Lee YJ, Lee JY, Cho JH, Kang YJ, Choi JH. Performance of consumer wrist-worn sleep tracking devices compared to polysomnography: a meta-analysis. 2025;21(3):573-582.
随着人们越来越意识到睡眠的重要性并对监测自己的睡眠模式感兴趣,睡眠追踪设备的使用正在增加。市场上有许多此类设备,我们进行了一项荟萃分析,将消费者佩戴在手腕上的睡眠追踪设备的睡眠评分数据与多导睡眠图进行比较,以验证这些设备的准确性。
我们检索了截至2024年3月的SCOPUS、EMBASE、Cochrane图书馆、PubMed、Web of Science、KoreaMed和OVID Medline数据库中的研究。我们比较了参与者的个人数据和客观睡眠参数信息。

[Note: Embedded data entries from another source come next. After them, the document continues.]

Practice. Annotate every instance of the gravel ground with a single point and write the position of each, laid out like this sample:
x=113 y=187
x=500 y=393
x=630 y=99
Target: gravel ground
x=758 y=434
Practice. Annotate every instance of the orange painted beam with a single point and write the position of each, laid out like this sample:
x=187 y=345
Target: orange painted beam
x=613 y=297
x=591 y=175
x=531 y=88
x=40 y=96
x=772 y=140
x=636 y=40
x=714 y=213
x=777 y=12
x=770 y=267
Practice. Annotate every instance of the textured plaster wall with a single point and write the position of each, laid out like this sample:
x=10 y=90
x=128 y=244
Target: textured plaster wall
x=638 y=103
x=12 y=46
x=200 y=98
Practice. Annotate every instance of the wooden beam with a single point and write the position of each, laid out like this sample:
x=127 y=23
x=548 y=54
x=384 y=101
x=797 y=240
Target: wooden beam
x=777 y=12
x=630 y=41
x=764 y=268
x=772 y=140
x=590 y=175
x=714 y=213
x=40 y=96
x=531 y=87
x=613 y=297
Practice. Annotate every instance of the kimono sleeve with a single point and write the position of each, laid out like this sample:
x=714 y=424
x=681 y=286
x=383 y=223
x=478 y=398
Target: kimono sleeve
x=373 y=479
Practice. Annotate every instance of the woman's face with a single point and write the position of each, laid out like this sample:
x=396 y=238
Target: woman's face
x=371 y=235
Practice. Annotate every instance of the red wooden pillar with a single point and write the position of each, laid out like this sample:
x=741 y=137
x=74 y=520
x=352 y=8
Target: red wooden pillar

从24项研究中,分析了使用Fitbit、Jawbone、myCadian手表、WHOOP腕带、Garmin、Basis B1、Zulu手表、Huami Arc、E4腕带、Fatigue Science Readiband、Apple Watch或小米手环5的798名患者的数据。在总睡眠时间(平均差,-16.854;95%置信区间,[-26.332;-7.375])、睡眠效率(平均差,-4.691;95%置信区间,[-7.079;-2.302])、睡眠潜伏期(平均差,2.574;95%置信区间,[0.606;4.542])以及睡眠开始后的觉醒时间(平均差,13.255;95%置信区间,[4.522;21.988])方面,所有消费者睡眠追踪设备与多导睡眠图之间存在显著差异。在亚组分析中,Fitbit与多导睡眠图在睡眠开始后的觉醒时间方面无显著差异。其他设备与多导睡眠图在睡眠潜伏期方面也无显著差异。Fitbit测量的睡眠潜伏期比其他设备长,其他设备测量的睡眠开始后的觉醒时间长。根据Begg和Egger检验,在总睡眠时间和睡眠效率方面不存在发表偏倚。
手腕佩戴式睡眠追踪设备虽然很受欢迎,但在测量总睡眠时间、睡眠效率和睡眠潜伏期等关键睡眠参数方面不如多导睡眠图可靠。医生和消费者应意识到其局限性并谨慎解读结果,不过它们在追踪一般睡眠模式方面仍可能有用。需要进一步改进和进行临床研究以提高其准确性。
Lee YJ, Lee JY, Cho JH, Kang YJ, Choi JH. 消费者手腕佩戴式睡眠追踪设备与多导睡眠图的性能比较:一项荟萃分析。2025;21(3):573 - 582。